The following entry, as Earl pointed out, has essentially nothing to do with the creamery and would not inspire anyone to buy our milk and ice cream, which, if you don't know, are truly amazing products of great effort by hard-working, interesting people and beautiful and patient animals. None of which will be discussed below. And so I will be calling the Web Guy in the morning and asking him to take down the link between the creamery website and the blog.
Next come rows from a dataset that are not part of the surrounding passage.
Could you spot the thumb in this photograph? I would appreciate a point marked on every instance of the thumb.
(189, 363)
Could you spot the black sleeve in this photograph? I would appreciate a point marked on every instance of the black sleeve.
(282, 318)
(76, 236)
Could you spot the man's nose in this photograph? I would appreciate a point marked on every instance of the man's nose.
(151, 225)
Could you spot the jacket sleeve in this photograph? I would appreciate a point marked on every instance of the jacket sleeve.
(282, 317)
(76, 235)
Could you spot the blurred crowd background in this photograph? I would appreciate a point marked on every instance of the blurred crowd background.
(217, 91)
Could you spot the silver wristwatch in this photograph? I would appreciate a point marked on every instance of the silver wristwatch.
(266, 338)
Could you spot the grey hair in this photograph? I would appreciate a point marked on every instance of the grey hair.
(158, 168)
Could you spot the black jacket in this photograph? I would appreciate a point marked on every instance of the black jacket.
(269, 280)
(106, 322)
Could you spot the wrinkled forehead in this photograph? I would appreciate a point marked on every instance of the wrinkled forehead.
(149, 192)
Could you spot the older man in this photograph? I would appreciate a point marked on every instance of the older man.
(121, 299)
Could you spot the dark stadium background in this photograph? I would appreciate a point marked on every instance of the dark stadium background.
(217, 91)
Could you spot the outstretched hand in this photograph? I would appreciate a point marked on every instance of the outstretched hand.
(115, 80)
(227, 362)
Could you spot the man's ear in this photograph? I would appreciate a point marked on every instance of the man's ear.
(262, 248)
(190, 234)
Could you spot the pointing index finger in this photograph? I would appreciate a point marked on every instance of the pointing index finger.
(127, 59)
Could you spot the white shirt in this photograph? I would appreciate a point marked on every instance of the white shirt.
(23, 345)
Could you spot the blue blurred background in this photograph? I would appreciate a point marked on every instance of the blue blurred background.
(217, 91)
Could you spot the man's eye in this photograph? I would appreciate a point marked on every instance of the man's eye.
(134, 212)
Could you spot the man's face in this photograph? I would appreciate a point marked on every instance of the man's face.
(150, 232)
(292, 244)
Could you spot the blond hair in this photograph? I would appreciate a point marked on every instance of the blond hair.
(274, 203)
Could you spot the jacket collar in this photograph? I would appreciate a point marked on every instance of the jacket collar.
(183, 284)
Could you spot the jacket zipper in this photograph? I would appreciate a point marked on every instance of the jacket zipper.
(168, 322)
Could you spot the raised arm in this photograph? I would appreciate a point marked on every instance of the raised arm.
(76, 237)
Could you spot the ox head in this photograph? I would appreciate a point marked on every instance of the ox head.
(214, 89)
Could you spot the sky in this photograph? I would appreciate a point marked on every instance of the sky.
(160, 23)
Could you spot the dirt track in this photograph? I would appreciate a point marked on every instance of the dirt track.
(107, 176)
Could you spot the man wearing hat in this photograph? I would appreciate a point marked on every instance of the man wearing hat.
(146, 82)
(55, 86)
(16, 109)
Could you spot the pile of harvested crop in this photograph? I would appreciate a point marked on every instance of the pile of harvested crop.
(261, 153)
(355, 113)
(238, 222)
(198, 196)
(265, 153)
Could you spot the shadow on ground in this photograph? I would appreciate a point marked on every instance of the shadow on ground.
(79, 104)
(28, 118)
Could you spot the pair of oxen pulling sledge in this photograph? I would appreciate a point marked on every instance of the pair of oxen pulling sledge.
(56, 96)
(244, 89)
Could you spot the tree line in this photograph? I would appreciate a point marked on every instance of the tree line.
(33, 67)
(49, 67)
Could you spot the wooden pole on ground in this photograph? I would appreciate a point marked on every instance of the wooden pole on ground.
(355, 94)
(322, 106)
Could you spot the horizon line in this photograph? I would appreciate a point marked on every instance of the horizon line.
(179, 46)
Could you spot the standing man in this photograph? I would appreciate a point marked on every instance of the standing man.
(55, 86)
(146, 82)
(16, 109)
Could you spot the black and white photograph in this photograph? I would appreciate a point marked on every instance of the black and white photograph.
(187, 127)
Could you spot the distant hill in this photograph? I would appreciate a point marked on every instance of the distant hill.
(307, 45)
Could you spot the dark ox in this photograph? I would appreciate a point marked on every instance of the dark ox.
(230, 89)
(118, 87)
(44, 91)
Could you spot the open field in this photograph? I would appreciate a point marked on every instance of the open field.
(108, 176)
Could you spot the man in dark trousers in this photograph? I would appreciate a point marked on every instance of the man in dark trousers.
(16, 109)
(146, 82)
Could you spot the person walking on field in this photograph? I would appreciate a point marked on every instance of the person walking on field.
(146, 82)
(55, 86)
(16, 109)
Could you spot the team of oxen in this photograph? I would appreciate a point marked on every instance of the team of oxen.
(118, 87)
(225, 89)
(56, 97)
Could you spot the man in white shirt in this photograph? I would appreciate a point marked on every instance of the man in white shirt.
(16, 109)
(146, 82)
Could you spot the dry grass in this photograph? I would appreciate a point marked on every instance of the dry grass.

Because it's really important for people to keep buying our products (and it would be great if just a few more families, like maybe 162, started drinking our milk regularly), and because I only like writing the plucky stuff, I think I had better break the link then spend some time writing copy for the website itself.
I'll get started on that first thing tomorrow. Tonight, however, it's all about The Cookbook.
I heard on the radio a few years ago that the average man thinks about sex every seventeen seconds. I asked a few men and they said that seemed about right. One, who I had previously suspected of using his time to ponder the future of agriculture in Vermont and the nature of true sustainability, said, "Well yeah. At least." I'm still pretty surprised about that, but informal research seems to be supporting the idea. Go figure. Me, I think about food.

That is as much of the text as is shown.